Virginie Mercure - Prismes, symétries et autres séductions

Galerie BAC est heureuse de présenter l’exposition « Prismes, symétries et autres séductions » de l'artiste Virginie Mercure. L’exposition sera présentée du 3 au 26 juillet et le vernissage aura lieu le jeudi 3 juillet dès 17h en présence de l’artiste.

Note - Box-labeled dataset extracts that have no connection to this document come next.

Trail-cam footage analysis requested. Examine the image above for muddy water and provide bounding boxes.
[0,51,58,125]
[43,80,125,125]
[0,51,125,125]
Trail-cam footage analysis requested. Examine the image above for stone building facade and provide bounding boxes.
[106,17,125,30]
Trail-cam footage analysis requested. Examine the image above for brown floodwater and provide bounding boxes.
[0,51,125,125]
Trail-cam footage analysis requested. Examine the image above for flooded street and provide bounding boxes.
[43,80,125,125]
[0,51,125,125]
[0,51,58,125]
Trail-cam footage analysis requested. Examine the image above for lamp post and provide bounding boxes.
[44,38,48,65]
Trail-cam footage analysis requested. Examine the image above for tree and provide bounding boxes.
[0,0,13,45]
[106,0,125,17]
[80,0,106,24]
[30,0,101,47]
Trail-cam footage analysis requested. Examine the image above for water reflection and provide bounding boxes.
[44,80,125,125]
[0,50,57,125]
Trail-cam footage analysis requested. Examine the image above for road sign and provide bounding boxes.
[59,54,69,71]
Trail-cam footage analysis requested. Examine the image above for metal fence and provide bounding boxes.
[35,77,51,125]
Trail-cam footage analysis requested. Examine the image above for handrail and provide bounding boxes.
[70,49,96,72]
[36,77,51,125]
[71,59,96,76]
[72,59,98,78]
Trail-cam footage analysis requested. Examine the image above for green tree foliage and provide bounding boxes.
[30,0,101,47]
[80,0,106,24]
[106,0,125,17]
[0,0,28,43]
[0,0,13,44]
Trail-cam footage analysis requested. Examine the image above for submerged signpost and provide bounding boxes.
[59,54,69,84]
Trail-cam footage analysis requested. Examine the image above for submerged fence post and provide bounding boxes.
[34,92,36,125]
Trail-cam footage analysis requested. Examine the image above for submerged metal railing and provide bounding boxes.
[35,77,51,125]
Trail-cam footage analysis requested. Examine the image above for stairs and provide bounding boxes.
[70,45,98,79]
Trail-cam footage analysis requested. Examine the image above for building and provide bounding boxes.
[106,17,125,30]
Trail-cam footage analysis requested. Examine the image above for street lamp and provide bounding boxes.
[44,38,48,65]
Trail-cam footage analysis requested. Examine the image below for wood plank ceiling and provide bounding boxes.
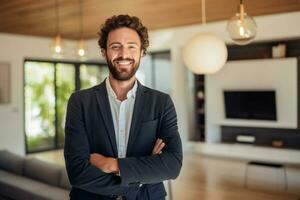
[0,0,300,39]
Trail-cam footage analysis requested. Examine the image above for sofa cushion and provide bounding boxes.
[0,150,24,175]
[59,168,71,190]
[24,158,61,186]
[0,170,69,200]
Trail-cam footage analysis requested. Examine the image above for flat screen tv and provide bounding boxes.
[224,90,277,121]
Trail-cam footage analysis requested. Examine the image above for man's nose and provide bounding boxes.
[119,47,130,58]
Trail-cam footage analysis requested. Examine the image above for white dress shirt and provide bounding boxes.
[105,77,137,158]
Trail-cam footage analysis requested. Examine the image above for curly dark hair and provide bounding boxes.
[98,15,149,54]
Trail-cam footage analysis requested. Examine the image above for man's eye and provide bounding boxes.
[111,46,120,49]
[129,46,136,49]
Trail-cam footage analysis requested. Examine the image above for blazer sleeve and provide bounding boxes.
[64,93,126,195]
[118,95,182,186]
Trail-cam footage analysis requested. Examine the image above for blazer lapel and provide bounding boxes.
[95,81,118,157]
[126,81,146,156]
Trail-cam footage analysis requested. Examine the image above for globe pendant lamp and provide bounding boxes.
[227,0,257,45]
[183,0,228,74]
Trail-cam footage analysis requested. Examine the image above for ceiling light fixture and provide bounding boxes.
[77,0,86,59]
[50,0,63,58]
[227,0,257,45]
[183,0,228,74]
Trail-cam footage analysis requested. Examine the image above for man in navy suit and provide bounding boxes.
[64,15,182,200]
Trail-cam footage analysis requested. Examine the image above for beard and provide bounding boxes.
[106,55,140,81]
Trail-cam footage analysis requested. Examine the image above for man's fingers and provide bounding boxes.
[152,139,165,154]
[152,138,162,154]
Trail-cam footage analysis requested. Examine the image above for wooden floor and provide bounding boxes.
[30,151,300,200]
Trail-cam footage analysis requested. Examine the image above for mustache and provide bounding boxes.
[113,57,134,62]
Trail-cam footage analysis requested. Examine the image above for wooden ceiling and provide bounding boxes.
[0,0,300,39]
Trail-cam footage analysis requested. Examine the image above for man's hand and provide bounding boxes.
[90,153,119,173]
[152,138,165,155]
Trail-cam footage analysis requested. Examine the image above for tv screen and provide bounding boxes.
[224,90,277,121]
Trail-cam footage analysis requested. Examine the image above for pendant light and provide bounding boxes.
[227,0,257,45]
[183,0,228,74]
[50,0,63,58]
[77,0,86,59]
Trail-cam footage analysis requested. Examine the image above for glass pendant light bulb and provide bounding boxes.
[51,35,63,58]
[77,39,86,58]
[227,2,257,45]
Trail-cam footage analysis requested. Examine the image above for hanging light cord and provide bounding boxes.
[55,0,59,35]
[79,0,83,39]
[201,0,206,25]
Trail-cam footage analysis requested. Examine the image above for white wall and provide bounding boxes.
[205,58,298,143]
[0,12,300,154]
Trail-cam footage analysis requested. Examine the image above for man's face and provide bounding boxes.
[102,28,143,81]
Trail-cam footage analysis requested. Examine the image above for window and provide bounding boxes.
[24,60,108,153]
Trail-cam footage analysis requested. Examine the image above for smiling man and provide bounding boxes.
[64,15,182,200]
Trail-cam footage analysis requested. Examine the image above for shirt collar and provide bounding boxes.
[105,77,138,99]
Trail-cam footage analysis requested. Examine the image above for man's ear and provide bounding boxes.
[101,48,106,59]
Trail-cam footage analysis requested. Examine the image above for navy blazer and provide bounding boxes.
[64,81,182,200]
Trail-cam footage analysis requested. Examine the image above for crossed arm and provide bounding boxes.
[89,138,165,174]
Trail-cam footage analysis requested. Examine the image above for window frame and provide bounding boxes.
[22,58,107,154]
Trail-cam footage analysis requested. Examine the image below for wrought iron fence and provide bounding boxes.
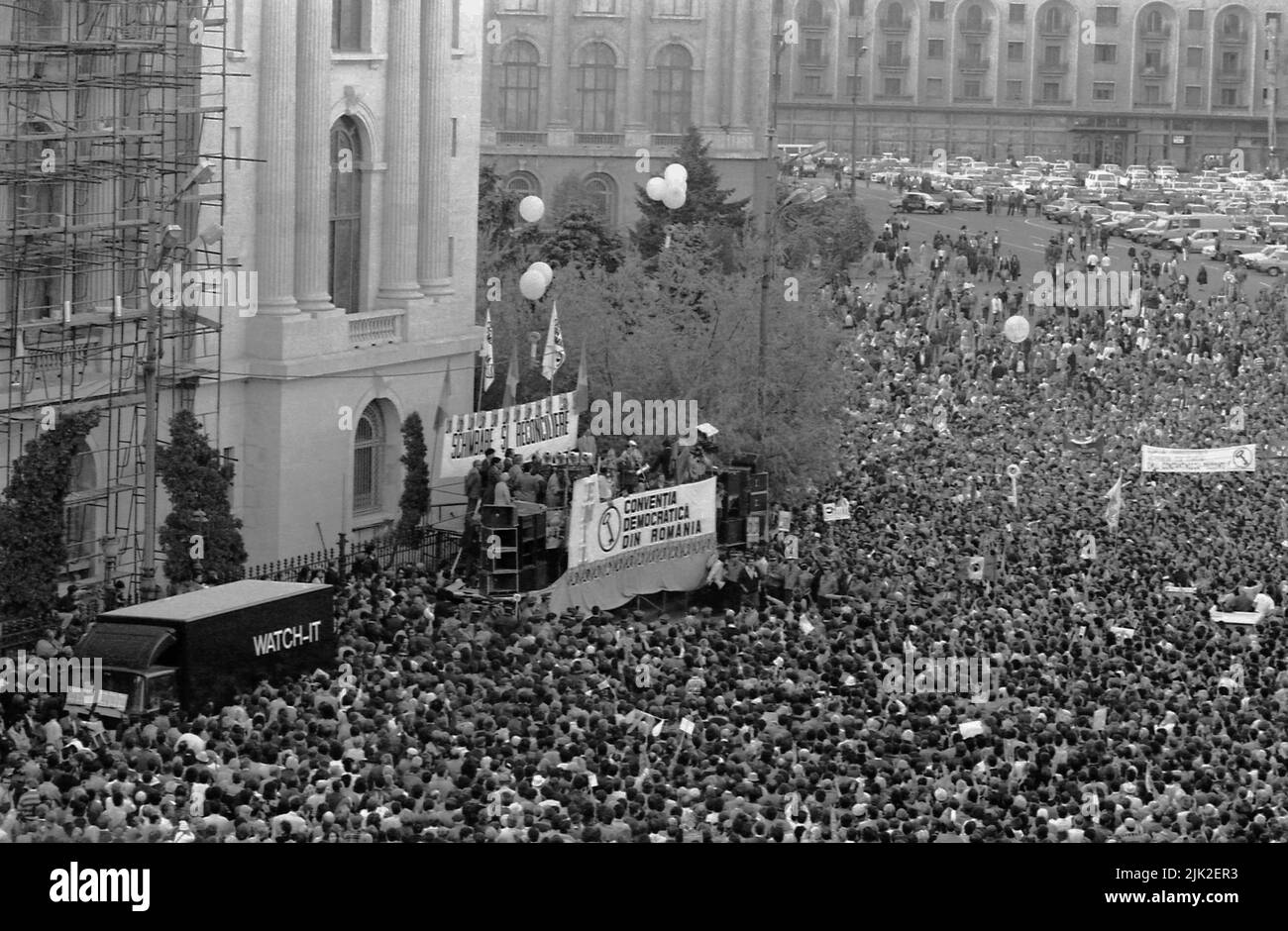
[239,525,461,582]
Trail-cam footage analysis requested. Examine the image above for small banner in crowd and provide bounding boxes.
[1064,437,1105,456]
[438,393,579,479]
[1140,446,1257,473]
[823,498,850,523]
[1105,475,1124,531]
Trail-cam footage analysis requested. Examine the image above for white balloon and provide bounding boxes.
[519,194,546,223]
[528,261,555,287]
[519,267,548,300]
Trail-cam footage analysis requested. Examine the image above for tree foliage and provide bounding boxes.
[0,411,99,615]
[631,126,750,259]
[394,412,429,546]
[548,237,845,501]
[541,206,622,271]
[778,185,872,277]
[158,411,246,583]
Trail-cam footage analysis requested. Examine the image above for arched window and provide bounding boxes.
[505,171,541,197]
[353,402,385,514]
[580,43,617,133]
[653,46,693,136]
[331,116,364,314]
[63,441,98,563]
[585,175,617,226]
[497,40,541,133]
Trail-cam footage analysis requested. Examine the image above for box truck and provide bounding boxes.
[68,580,338,715]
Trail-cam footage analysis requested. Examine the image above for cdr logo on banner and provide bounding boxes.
[49,860,152,911]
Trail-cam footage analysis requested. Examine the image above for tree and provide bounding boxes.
[541,206,622,271]
[546,171,593,224]
[778,188,872,277]
[0,411,99,615]
[158,411,246,583]
[394,412,429,546]
[555,233,847,502]
[631,126,750,259]
[478,164,542,281]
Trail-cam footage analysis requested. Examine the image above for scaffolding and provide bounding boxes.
[0,0,236,605]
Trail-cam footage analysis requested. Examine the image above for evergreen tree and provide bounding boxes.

Par ses créations, Virginie Mercure s’emploie à représenter la complexité de la réalité, comme une série d’apparitions ou d’évènements aléatoirement conciliables avec notre compréhension du monde. Ainsi, ses œuvres sont composées d'éléments et de concepts qu'elle cherche à rendre plus ou moins compatibles. Ils peuvent se rejoindre sous certains aspects, mais se repousser sous certains autres. Bien qu’il puisse arriver que ces éléments s’opposent conceptuellement, ce n'est pas ce genre de relations qui prévaut dans la démarche de l'artiste. «J’essaie d’aller plus loin que la simple opposition qui est, en fin de compte, une mise en relation des deux extrêmes d’une même idée et qui représente un lien logique sans surprise.» 

Ce que Mercure recherche, à travers les couleurs, les formes et les diverses façons de les mettre en lien, c’est plutôt ce qui unit et décompose les idées. L'artiste se questionne sur ce qui crée cette illusion de rapprochement ou de distance et, ainsi, sur les structures affectives et intellectuelles, sociales et personnelles, biologiques et instinctuelles qui créent l’ordonnancement du chaos qu’est le réel et, par extension, qui créent un sens donné à une œuvre. Pour ce faire, Virginie Mercure joue avec divers degrés de compréhension en utilisant ou en contredisant certains préceptes picturaux. «Je m’efforce parfois de satisfaire aux exigences d’une « bonne » pratique de la peinture et parfois non. J’intègre dans mes compositions des éléments attendus et d'autres, inattendus.» En somme, les tableaux de Mercure présentent à la fois un désir de construction et une volonté de déconstruction de la pensée. Par son travail, l'artiste tente de mettre l'esprit logique en marche pour le faire ensuite vaciller. Son intention est de garder vivant le mouvement, en rendant difficile l'avènement d'une définition finale, de ses tableaux.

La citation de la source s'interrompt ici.